ウゴービ
(ウゴービ)
Wegovy
Novo Nordisk社のセマグルチド高用量製剤(最大2.4mg)で、日本では2024年に肥満症適応で保険承認された画期的な薬剤。一定基準を満たす肥満症患者には保険適応で処方される。
ウゴービとは
ウゴービ(Wegovy)は、Novo Nordisk社が開発したセマグルチド高用量製剤(最大2.4mg)で、日本では2024年2月に肥満症適応で保険承認された画期的な薬剤です。
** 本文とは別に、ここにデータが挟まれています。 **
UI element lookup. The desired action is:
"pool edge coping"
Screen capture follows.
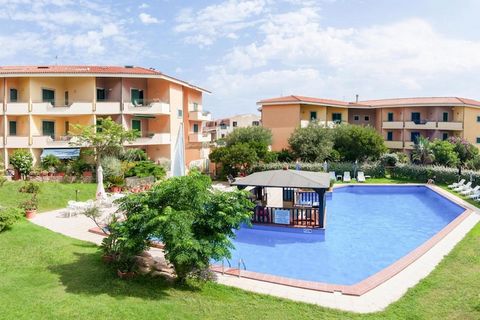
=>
[210,183,478,297]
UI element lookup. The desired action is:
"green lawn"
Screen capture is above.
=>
[0,181,97,212]
[0,181,480,320]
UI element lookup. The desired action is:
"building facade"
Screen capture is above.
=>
[0,66,210,174]
[205,114,261,142]
[257,96,480,151]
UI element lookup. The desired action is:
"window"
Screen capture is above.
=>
[387,131,393,141]
[8,121,17,136]
[132,119,142,132]
[332,113,342,123]
[410,132,420,143]
[443,112,448,122]
[42,121,55,139]
[412,112,420,124]
[97,119,102,132]
[10,88,18,102]
[130,89,143,106]
[97,88,107,101]
[42,89,55,106]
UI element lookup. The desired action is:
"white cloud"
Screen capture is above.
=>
[174,0,271,46]
[138,12,160,24]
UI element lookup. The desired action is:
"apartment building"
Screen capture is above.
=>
[257,96,480,152]
[205,113,261,142]
[0,66,210,172]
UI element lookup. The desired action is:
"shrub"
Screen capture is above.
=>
[42,154,61,170]
[380,153,398,167]
[125,161,166,180]
[18,182,40,194]
[10,149,33,177]
[250,162,385,178]
[391,164,480,184]
[0,208,23,232]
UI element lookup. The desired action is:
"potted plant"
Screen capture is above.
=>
[20,193,38,219]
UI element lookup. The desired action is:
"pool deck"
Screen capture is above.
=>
[31,184,480,313]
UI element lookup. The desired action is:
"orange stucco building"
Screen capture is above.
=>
[257,95,480,151]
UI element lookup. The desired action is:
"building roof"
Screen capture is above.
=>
[232,170,330,189]
[257,95,349,107]
[257,95,480,109]
[0,65,210,93]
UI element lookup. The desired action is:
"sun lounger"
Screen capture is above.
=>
[448,179,465,189]
[460,185,480,196]
[453,181,472,192]
[357,171,365,182]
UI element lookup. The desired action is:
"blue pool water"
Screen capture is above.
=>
[223,186,464,285]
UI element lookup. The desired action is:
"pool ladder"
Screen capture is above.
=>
[222,258,247,278]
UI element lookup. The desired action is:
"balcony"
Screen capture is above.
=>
[7,102,28,115]
[188,132,212,142]
[95,101,121,115]
[404,141,415,150]
[5,136,30,148]
[123,100,170,114]
[385,141,403,149]
[125,133,171,146]
[32,102,93,115]
[437,122,463,131]
[382,121,403,129]
[405,121,437,130]
[188,111,212,121]
[32,136,79,148]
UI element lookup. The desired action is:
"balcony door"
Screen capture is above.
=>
[412,112,420,124]
[42,121,55,139]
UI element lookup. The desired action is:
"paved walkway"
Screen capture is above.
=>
[31,187,480,313]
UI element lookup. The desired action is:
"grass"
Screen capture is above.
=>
[0,179,480,319]
[0,181,97,212]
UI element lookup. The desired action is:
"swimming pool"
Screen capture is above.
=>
[220,186,465,285]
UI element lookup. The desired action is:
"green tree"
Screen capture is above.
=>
[116,171,253,281]
[71,117,140,180]
[333,124,387,161]
[10,149,33,178]
[412,136,435,164]
[288,123,333,162]
[430,139,459,167]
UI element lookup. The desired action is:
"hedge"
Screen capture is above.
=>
[391,164,480,185]
[250,162,385,178]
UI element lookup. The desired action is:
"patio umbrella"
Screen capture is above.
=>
[97,165,107,200]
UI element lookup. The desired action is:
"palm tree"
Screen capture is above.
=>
[412,136,435,164]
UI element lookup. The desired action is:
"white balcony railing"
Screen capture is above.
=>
[5,136,30,148]
[385,141,403,149]
[7,102,28,115]
[123,101,170,114]
[125,133,171,146]
[188,132,212,142]
[32,102,93,115]
[95,101,121,115]
[188,111,212,121]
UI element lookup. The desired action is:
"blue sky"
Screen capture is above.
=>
[0,0,480,117]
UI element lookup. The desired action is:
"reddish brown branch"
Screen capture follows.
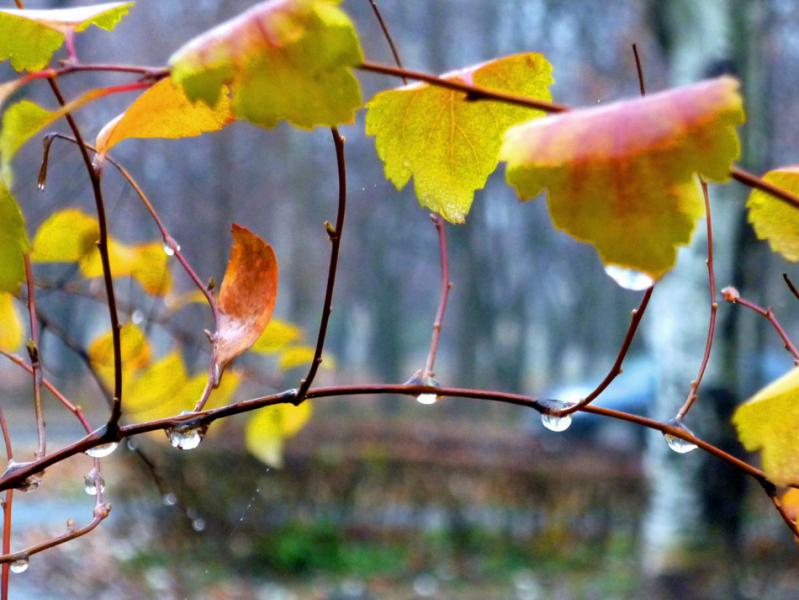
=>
[721,287,799,365]
[23,254,47,458]
[296,127,347,403]
[676,181,719,421]
[560,285,655,417]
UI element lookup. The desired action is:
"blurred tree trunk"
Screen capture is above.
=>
[642,0,741,597]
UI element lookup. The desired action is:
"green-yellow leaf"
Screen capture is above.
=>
[746,166,799,262]
[95,79,233,154]
[31,208,100,263]
[366,53,552,223]
[0,2,135,71]
[0,87,128,179]
[0,179,29,293]
[251,319,303,354]
[169,0,363,129]
[732,367,799,485]
[88,323,151,388]
[500,77,744,279]
[0,292,25,352]
[277,346,336,371]
[244,402,311,467]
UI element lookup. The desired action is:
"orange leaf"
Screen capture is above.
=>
[214,223,278,371]
[500,77,744,279]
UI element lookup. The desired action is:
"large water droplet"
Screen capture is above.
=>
[416,394,438,404]
[663,419,697,454]
[83,469,105,496]
[605,265,655,291]
[169,427,203,450]
[86,442,119,458]
[541,413,572,432]
[10,558,30,573]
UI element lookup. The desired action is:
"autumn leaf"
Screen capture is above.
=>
[95,79,233,154]
[0,2,135,71]
[500,77,744,279]
[0,184,29,293]
[169,0,362,129]
[88,323,151,388]
[366,53,552,223]
[746,165,799,262]
[244,402,311,467]
[733,367,799,486]
[0,292,25,352]
[251,319,303,354]
[214,223,278,371]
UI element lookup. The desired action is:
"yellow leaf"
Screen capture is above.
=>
[251,319,303,354]
[31,208,100,263]
[95,79,233,154]
[277,346,336,371]
[88,323,150,388]
[128,371,241,424]
[244,401,312,467]
[366,53,552,223]
[123,351,187,416]
[746,165,799,262]
[80,238,172,296]
[214,223,278,370]
[0,292,25,352]
[500,77,744,279]
[169,0,363,129]
[0,179,29,293]
[732,367,799,485]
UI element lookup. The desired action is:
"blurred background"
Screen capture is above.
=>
[0,0,799,599]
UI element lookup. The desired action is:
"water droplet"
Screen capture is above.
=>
[10,558,29,573]
[663,419,697,454]
[416,394,438,404]
[541,413,572,431]
[86,442,119,458]
[83,469,105,496]
[169,427,203,450]
[605,265,655,291]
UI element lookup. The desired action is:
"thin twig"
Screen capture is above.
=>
[676,180,719,421]
[422,215,452,381]
[23,254,47,458]
[47,78,122,431]
[296,127,347,403]
[560,285,655,417]
[39,133,219,329]
[721,287,799,365]
[782,273,799,300]
[0,407,14,600]
[357,62,569,113]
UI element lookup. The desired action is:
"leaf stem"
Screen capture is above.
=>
[295,127,347,404]
[676,180,719,421]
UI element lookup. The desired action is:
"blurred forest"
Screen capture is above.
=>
[0,0,799,599]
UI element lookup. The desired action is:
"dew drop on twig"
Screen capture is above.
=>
[605,265,655,291]
[86,442,119,458]
[10,558,30,573]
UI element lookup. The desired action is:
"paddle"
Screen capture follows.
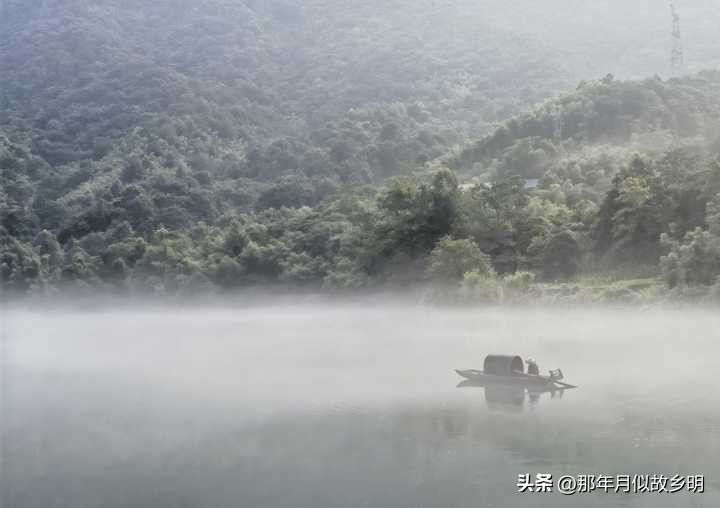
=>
[513,370,577,388]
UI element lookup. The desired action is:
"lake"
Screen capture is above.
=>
[0,301,720,508]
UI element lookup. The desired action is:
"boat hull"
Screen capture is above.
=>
[455,369,554,387]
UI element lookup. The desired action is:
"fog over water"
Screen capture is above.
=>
[0,302,720,508]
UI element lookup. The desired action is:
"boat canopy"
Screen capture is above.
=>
[483,355,525,376]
GLP-1ダイエットの中で唯一、日本で肥満症の保険診療として処方できる選択肢です。
同成分のオゼンピック(最大2.0mg、糖尿病適応)の高用量版で、肥満症の治療に最適化されたプロトコルが組まれています。ただし保険適応条件は厳格で、専門医療機関での包括的な治療プログラムの一環として処方されるのが原則です。
仕組み・特徴
セマグルチドはGLP-1受容体に作用し、満腹中枢刺激・胃排出遅延で食欲を抑制します。週1回の皮下注射で、用量を段階的に2.4mgまで増量するプロトコルが標準です。臨床試験では平均15〜20%の体重減少が報告されており、GLP-1系の中で最も強力な減量効果が期待できる選択肢の一つです。
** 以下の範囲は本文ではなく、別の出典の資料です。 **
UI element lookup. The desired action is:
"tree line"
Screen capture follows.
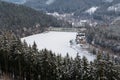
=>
[0,31,120,80]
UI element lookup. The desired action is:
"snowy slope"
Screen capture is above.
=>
[21,32,95,61]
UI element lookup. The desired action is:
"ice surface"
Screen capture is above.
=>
[21,31,95,61]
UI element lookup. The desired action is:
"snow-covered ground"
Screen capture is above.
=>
[86,7,98,15]
[21,31,95,61]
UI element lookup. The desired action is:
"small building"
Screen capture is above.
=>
[76,33,86,44]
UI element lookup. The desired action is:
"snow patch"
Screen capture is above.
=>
[85,7,98,15]
[46,0,55,5]
[21,31,95,61]
[107,3,120,12]
[2,0,27,4]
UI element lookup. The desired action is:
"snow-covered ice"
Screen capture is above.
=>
[21,31,95,61]
[86,7,98,15]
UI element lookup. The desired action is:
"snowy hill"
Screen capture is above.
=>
[22,32,95,61]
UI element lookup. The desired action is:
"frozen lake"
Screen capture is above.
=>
[21,31,95,61]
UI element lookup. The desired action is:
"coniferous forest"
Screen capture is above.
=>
[0,31,120,80]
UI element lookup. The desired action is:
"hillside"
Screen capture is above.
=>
[0,1,69,36]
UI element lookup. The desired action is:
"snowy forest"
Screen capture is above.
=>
[0,31,120,80]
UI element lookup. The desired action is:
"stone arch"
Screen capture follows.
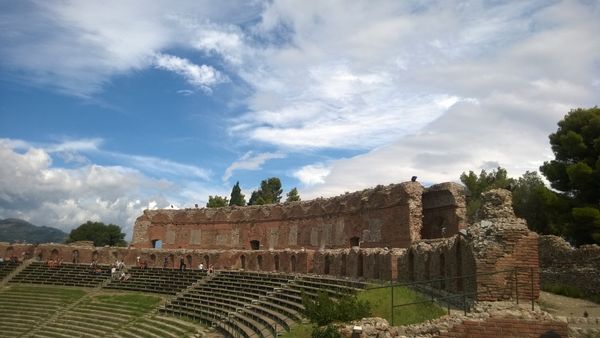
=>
[323,255,331,275]
[50,249,58,260]
[440,252,446,290]
[356,252,365,277]
[408,249,415,282]
[290,255,296,272]
[256,255,263,271]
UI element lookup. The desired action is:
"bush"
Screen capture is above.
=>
[302,292,371,326]
[311,324,342,338]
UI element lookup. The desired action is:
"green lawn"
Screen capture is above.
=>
[358,286,446,325]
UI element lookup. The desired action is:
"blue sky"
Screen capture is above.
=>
[0,0,600,236]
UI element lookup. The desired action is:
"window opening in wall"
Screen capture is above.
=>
[290,256,296,272]
[152,239,162,249]
[456,239,463,291]
[440,253,446,290]
[356,252,364,277]
[256,255,262,271]
[408,250,415,281]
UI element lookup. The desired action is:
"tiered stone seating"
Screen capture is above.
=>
[106,267,206,295]
[160,271,362,338]
[0,285,85,337]
[9,262,110,287]
[0,261,21,280]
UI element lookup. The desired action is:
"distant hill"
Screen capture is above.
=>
[0,218,67,243]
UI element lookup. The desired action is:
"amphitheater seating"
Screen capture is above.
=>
[9,262,110,287]
[0,261,21,280]
[0,285,85,337]
[106,267,206,295]
[160,271,364,337]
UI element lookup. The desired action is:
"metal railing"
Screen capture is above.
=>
[369,267,539,325]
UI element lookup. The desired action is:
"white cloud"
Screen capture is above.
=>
[223,151,285,181]
[155,54,227,91]
[292,163,331,186]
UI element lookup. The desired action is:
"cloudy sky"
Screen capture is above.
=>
[0,0,600,238]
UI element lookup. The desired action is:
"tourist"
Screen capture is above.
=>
[179,255,186,271]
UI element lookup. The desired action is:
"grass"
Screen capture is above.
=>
[542,283,600,304]
[358,286,446,325]
[280,324,312,338]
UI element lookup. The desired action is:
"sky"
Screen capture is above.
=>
[0,0,600,239]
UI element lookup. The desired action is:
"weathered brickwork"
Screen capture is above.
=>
[539,235,600,295]
[133,182,465,250]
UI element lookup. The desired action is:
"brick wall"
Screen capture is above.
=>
[438,317,568,338]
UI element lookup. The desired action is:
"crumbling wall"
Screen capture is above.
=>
[539,235,600,295]
[133,182,423,250]
[421,182,467,239]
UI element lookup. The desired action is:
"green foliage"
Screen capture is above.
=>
[248,177,283,205]
[512,171,569,235]
[206,195,229,208]
[311,324,342,338]
[302,292,371,326]
[460,167,514,222]
[66,221,127,246]
[229,181,246,207]
[358,286,446,325]
[540,107,600,244]
[285,187,300,202]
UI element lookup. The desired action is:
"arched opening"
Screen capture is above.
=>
[256,255,262,271]
[440,253,446,290]
[323,255,331,275]
[290,255,296,272]
[50,249,58,260]
[456,239,463,291]
[152,239,162,249]
[408,250,415,281]
[356,252,365,277]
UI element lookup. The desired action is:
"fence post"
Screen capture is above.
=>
[515,268,519,305]
[529,266,535,311]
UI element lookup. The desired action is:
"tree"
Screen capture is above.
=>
[285,187,300,202]
[66,221,127,246]
[206,195,229,208]
[512,171,569,235]
[248,177,283,205]
[540,107,600,244]
[229,181,246,207]
[460,167,514,221]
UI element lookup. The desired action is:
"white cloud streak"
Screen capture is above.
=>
[223,151,286,181]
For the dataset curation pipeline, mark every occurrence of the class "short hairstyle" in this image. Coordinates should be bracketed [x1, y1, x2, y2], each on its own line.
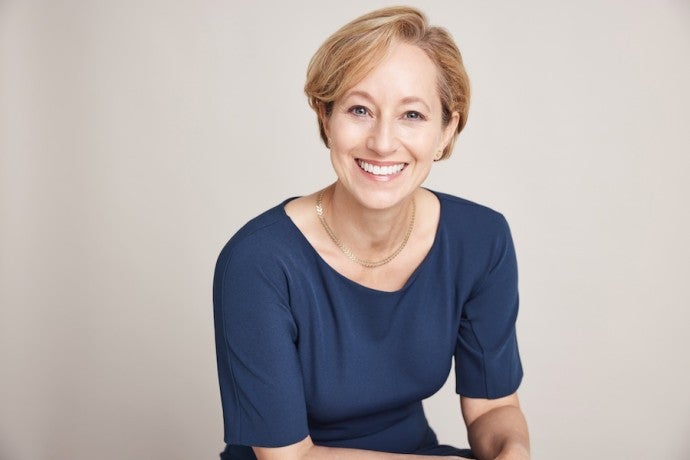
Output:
[304, 6, 470, 159]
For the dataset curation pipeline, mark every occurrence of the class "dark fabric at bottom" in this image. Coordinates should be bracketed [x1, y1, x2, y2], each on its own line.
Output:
[220, 445, 474, 460]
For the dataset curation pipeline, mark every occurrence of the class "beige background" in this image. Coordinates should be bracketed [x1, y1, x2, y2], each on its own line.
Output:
[0, 0, 690, 460]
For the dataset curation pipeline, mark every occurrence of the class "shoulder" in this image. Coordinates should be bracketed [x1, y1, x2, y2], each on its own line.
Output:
[216, 200, 298, 270]
[433, 192, 509, 236]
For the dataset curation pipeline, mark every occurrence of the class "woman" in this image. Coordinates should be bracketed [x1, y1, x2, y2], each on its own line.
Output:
[214, 7, 529, 460]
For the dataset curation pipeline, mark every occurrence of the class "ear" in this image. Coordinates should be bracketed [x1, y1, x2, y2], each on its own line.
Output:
[319, 102, 331, 138]
[441, 112, 460, 150]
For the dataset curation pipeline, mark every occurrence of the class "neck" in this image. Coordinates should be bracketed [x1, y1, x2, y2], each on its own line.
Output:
[324, 182, 412, 255]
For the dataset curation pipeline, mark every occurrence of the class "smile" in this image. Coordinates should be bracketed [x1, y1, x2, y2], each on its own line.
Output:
[357, 160, 406, 176]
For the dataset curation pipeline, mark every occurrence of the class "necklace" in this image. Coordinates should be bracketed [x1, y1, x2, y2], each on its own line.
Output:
[316, 189, 417, 268]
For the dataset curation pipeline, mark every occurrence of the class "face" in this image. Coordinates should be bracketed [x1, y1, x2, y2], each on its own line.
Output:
[324, 43, 458, 209]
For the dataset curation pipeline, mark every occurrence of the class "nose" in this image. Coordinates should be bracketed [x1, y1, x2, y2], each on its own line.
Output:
[367, 119, 398, 156]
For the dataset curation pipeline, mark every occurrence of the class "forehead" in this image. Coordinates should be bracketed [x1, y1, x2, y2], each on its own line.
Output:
[344, 43, 440, 104]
- 用量:0.25mg→0.5mg→1.0mg→1.7mg→2.4mgと月単位で増量
- 投与経路:週1回の皮下注射
- 保険適応条件(2024年承認時):BMI35以上 または BMI27以上+肥満関連疾患2つ以上
- 専門医療機関での処方:施設・医師要件あり
- 包括的治療プログラムの一環:食事・運動指導と並走
美容医療での扱われ方
ウゴービは肥満症の治療薬であり、美容目的(軽度の体重管理)への使用は本来の趣旨ではありません。保険適応条件を満たさない方への自費処方は適応外使用となり、原則として推奨されません。
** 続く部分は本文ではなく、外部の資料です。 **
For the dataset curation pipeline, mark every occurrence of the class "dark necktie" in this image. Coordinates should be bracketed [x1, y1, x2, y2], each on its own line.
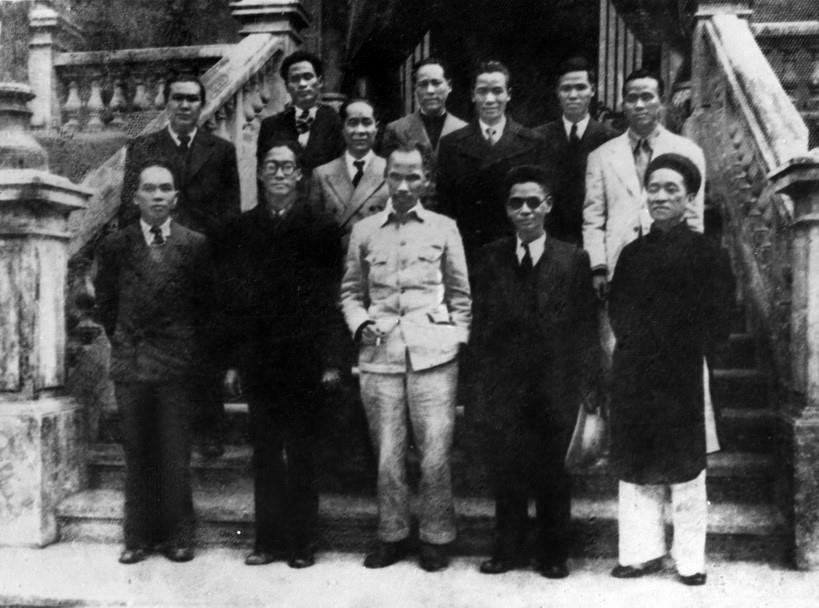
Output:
[520, 243, 532, 274]
[151, 226, 165, 245]
[296, 110, 313, 135]
[569, 122, 580, 148]
[353, 160, 364, 188]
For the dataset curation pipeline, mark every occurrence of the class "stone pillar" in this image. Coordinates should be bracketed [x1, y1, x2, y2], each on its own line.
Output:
[770, 157, 819, 570]
[0, 83, 91, 546]
[28, 1, 82, 129]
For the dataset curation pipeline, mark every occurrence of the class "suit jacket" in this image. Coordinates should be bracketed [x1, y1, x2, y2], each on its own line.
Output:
[218, 199, 343, 382]
[310, 155, 390, 235]
[470, 236, 600, 432]
[583, 127, 705, 280]
[119, 127, 241, 241]
[256, 105, 345, 175]
[438, 117, 543, 262]
[95, 222, 212, 382]
[535, 119, 617, 245]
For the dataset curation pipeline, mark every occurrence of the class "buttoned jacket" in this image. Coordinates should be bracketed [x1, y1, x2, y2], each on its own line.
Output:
[341, 203, 472, 373]
[583, 127, 705, 280]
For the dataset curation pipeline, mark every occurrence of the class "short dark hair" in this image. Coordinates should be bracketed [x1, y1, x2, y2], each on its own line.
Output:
[643, 152, 702, 194]
[472, 59, 512, 89]
[412, 57, 449, 82]
[384, 140, 431, 177]
[163, 73, 206, 106]
[135, 158, 179, 190]
[279, 51, 324, 82]
[259, 139, 304, 168]
[557, 55, 596, 86]
[338, 97, 378, 122]
[503, 165, 552, 196]
[623, 68, 665, 97]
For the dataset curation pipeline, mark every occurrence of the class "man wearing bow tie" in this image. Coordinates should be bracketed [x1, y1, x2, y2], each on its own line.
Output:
[257, 51, 344, 177]
[119, 74, 241, 457]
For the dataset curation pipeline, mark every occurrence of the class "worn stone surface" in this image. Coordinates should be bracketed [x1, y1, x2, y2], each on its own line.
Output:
[0, 397, 86, 546]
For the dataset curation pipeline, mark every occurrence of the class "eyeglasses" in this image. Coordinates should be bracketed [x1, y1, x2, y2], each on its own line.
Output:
[506, 196, 548, 211]
[262, 160, 298, 177]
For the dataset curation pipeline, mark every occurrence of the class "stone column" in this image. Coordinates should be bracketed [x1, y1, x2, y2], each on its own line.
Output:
[0, 83, 91, 546]
[770, 157, 819, 570]
[28, 1, 82, 129]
美容クリニックでも一部処方される動きはありますが、BMI判定・肥満関連疾患の有無評価が前提です。軽度の体重管理目的ならサクセンダ・オゼンピック・リベルサスなどの選択肢があります。
知っておきたいポイント
- 保険適応条件が厳格:BMI・併発疾患の評価必須
- 消化器副作用が高頻度:吐き気・便秘・下痢
- 稀に膵炎・胆嚢炎:強い腹痛は早期受診
- 甲状腺髄様癌の既往は禁忌:家族歴含めて事前申告
- 妊娠中・授乳中は禁忌:投与中の避妊管理が必要
- 専門医療機関でのみ処方:日本肥満学会の専門医がいる施設
- 長期使用での安全性データ蓄積中:5年以上のエビデンスは限定的
関連する施術・薬剤
- 同成分の他製剤:オゼンピック(糖尿病適応)、リベルサス(経口)
- 他の注射型GLP-1:サクセンダ、ビクトーザ、マンジャロ
- 関連薬剤:メトホルミン、SGLT2阻害薬、ゼニカル、防風通聖散
- 関連施術:医療ダイエットプログラム、食事指導、運動指導、減量手術(重症例)
- 処方できる医療機関:日本肥満学会の専門医がいる肥満外来・大学病院・専門クリニック
よくある質問
Q. 保険適応の条件は?
A. 2024年承認時の条件はBMI35以上、またはBMI27以上で肥満関連疾患(高血圧・脂質異常症・2型糖尿病など)を2つ以上合併している方が対象。さらに食事療法・運動療法を6ヶ月以上行っても十分な効果が得られない場合に適応されます。条件の詳細は最新の添付文書と医師の判断によります。
Q. 美容目的で処方できる?
A. ウゴービは肥満症の治療薬として承認されており、軽度の体重管理目的での使用は本来の趣旨ではありません。BMI・併発疾患の評価を経た医師の処方が前提で、軽度の場合はサクセンダなどの選択肢があります。
Q. 個人輸入はできる?
A. 個人輸入では偽造品リスクと健康被害救済対象外の問題があり、特に高用量GLP-1は医師管理下での増量プロトコルが安全性の前提です。日本肥満学会の専門医がいる医療機関での処方を強く推奨します。
関連知識として知っておきたい場面
ウゴービは日本で肥満症適応として保険承認されたGLP-1製剤で、専門医療機関での包括的な治療プログラムの一環として用いる薬剤です。日本肥満学会の専門医がいる肥満外来・大学病院での経験豊富な医師のもとで、適応評価・定期検査・食事運動指導を並走させながら、長期的な視点で取り組むことをおすすめします。